暇を持て余して、お山、お絵かき、蕎麦打ち、山菜採り、キノコ採り、音楽鑑賞、オーディオ、パソコンと、あれこれ手を出し、もがいているジジイのページです。

思い出のだるまストーブ

 小、中学生の頃の学校の暖房は薪ストーブとか石炭ストーブで有った。薪ストーブは直ぐに姿を消したが、石炭ストーブはズーッと学校に君臨していた。だから石炭置き場なるものが有って、石炭はそこに貯蔵されていた。

 2人1組のストーブ当番が順番制でやってきて当番は毎日石炭バケツ、(これはちょっとペリカンの下のくちばしみたいな格好をして独特だったが、何故こう言う形状になったかは定かではない)を持って石炭小屋へ行き、シャベルで石炭を掬ってバケツに入れて来るので有る。その際粉になったようなものばかり入れてくると火力が出ないので、後でみんなから非難囂々(ひなんごうごう)の憂き目に遭う。

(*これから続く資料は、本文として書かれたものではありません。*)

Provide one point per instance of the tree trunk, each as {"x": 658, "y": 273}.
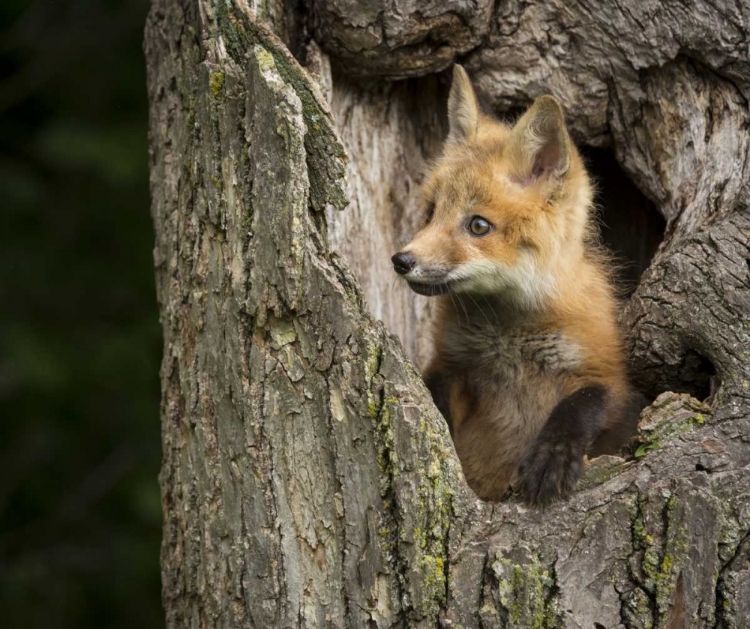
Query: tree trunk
{"x": 308, "y": 480}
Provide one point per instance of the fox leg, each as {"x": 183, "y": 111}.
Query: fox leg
{"x": 554, "y": 462}
{"x": 439, "y": 387}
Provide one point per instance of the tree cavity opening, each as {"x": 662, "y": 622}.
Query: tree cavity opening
{"x": 631, "y": 226}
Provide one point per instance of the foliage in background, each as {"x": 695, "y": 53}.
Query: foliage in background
{"x": 79, "y": 337}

 さて着火であるが紙に火を着けて石炭に着火するのではなく、柄の付いた軽石みたいなものに灯油を染み込ませてあるものに火を着け、これが燃え尽きないうちに石炭に移すので有る。ところが下手な当番がいて、石炭に燃え移る前に火種を消してしまうのだ。さあ、そうなると回りからもう口汚く罵られる事になる。なにせ真冬だったら気温1度か2度くらいしかないから、ストーブが無かったら寒くていられない。
 「バカヤロー、何やってんだ!早く着けろ。火種が無かったら用務員さんの所へ行ってもらって来い。風邪引いてしまうじゃねーか。」

 斯様に寒いと気が立ってくるので有った。さてストーブはだるまストーブと言って(ある年齢以上の方はご存じですよね?)ストーブの中程が膨らんだ格好をしていて、熱効率が良いように縦に溝が入っていたてさながら女性のプリーツ・スカートを膨らませたようなデザインだった。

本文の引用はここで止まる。